Degradation kinetics and mechanism of polychloromethanes reduction at Co-MoS₂ /graphite felt electrode

In this study, the electrochemical dechlorination of different polychloromethanes (CCl₄, CHCl₃, and CH₂ Cl₂) on a Co-MoS₂ graphite felt cathode was investigated. The Co-MoS₂ electrocata-lyst was prepared hydrothermally on a graphite felt support. The prepared catalyst’s characterization revealed the formation of hybridized CoSx and MoS₂ nanosheets deposited on the pore structures of graphite. The influencing factor for the electro-dechlorination parameters such as applied current density, pH, and sample concentration on the dechlorination rate was optimized. A significant capac-itive reduction current density peak of approximately 1 mA/cm² was noted for CCl₄ at a potential of −0.3 V (vs.

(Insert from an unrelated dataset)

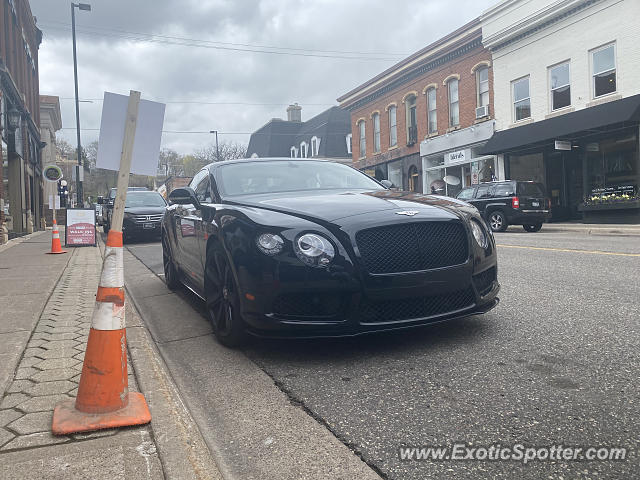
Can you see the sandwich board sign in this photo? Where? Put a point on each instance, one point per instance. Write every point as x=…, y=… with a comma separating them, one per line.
x=148, y=134
x=80, y=228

AgCl). The dechlorination mechanism was attributed to the stepwise hydrogenolysis mechanism that involves the organochlorides bond cleavage by H* insertion. It was noted that the Co-MoS₂ graphite felt electrode exhibited excellent catalytic activity toward the reduction of each of the chlorinated compounds with high selectivity toward the higher-order organochloride. Moreover, the dechlorination rates for each of the compounds were suited to the first-order kinetic model, and the estimated apparent rate constants showed the dechlorination in the following sequence CH₂ Cl₂ (k₃ = 9.1 × 10⁻⁵ s⁻¹) < CHCl₃ (k₂ = 1.5 × 10⁻³ s⁻¹) < CCl₄ (k₁ = 2.8 × 10⁻³ s⁻¹).